Sintió que había llegado ese momento, el día que al coger un libro cayó al suelo un recuerdo inesperado, un trozo de papel, unas pocas letras. Era solo el envoltorio de un instante, pero lo suficientemente llamativo como para que ella recreara a mano alzada la antigua sensación vivida. Y le dio miedo. Había sembrado muchas madrugadas de sillón practicando apnea entre recuerdos, de las que solo cosechó latigazos de memoria flotando en un disimulado borrón. Y se extravió haciendo papiroflexia con esperanzas que convertía en tangibles, hasta que descubrió que era el peor truco para la verdad.

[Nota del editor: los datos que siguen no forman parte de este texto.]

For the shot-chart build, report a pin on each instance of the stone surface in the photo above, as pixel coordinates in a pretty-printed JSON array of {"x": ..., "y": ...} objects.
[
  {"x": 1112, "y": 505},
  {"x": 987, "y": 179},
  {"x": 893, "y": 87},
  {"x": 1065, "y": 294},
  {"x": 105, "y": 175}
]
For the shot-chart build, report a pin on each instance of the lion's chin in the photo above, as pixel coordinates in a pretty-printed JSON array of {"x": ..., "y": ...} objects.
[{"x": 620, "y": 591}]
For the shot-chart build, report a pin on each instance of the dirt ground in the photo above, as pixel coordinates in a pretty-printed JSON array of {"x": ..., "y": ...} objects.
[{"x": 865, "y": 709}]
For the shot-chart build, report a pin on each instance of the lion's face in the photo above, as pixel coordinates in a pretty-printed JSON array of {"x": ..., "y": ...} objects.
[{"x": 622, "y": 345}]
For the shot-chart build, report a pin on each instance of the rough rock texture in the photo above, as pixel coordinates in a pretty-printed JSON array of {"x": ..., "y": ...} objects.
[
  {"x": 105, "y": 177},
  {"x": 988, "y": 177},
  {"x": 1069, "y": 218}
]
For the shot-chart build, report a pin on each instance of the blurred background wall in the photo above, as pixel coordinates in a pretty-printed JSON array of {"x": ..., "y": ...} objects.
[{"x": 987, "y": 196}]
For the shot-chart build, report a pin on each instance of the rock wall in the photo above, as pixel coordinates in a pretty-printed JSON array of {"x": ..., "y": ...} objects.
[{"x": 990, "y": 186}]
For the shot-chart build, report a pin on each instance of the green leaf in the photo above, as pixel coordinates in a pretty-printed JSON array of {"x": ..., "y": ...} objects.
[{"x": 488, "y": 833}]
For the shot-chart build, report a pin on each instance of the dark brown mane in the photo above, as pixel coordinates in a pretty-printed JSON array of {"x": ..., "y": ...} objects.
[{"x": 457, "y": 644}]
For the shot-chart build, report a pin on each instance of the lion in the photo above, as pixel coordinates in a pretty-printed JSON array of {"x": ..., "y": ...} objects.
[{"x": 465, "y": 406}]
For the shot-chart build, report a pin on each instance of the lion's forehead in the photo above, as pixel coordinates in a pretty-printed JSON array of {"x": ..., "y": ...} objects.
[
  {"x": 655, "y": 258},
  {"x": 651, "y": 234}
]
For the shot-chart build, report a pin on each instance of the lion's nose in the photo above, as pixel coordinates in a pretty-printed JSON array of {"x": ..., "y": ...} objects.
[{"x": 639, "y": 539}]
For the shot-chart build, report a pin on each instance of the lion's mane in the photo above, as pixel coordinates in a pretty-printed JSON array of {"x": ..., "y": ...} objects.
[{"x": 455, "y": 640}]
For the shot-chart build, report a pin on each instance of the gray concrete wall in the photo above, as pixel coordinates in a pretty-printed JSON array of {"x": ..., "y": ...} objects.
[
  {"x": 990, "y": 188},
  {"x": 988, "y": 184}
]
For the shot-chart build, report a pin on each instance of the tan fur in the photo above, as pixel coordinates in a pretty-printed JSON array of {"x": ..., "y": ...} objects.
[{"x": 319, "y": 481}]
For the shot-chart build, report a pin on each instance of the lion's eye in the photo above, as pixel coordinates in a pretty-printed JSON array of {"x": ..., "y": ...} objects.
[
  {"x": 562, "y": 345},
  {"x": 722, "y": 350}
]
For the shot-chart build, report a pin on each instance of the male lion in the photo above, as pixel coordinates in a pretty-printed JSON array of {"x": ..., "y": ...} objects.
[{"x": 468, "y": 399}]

Así que comenzó a ver las cosas desde otro fondo de ojo: quemó altares, masticó los recuerdos con más cabeza y no con tanto corazón, y dejó de edulcorar lo que amargo floreció. Ordenó todos los fragmentos que fue encontrando por la casa, la prehistoria de un presente que ya no latía, insignificantes restos materiales repletos de ese valor personal que no se puede compartir; piezas de puzle que se fueron bordando en su interior y que salpican su presente de sonrisas.

Pero ahora que la miopía es la única que le empaña la vista, no quiere que en el futuro cualquier cajón se rebele y le escupa un recuerdo jugando al escondite inglés. Para evitar que llegue ese momento, y por si no está dotada para la ocasión, coloca barrenos en todos los pliegues de la casa, justo donde se quedan prendidas las anacrónicas emociones. No fue una recolecta fácil, mucho menos para alguien como ella, que es capaz de apreciar el mismo guiño de alegría en una servilleta que en una amarillenta fotografía.

Elige una caja marrón que ya por sí misma es un continente de recuerdo. Con la cabeza sucia por dentro y el corazón palpitando feliz, coloca uno a uno todos los retazos, volando en la estela de alguno de ellos antes de arroparlo con el siguiente. Sensiblería Low Cost señalarían algunos, sentimentalismo sui generis atajaría ella; porque hay recuerdos que merecen celebraciones que oscurecerían las linternas en el cielo de Tailandia.

Solo le queda perfilar la cocina. La acaricia antes de quitarle los imanes que la sujetan a la puerta de la nevera, la dobla con mimo y la guarda. Y hasta su admirado Magritte, que diría que Feria no es una gata sino la imagen en un periódico de una gata, le aceptaría que una fotografía puede ser el telón del escenario de un recuerdo maravilloso.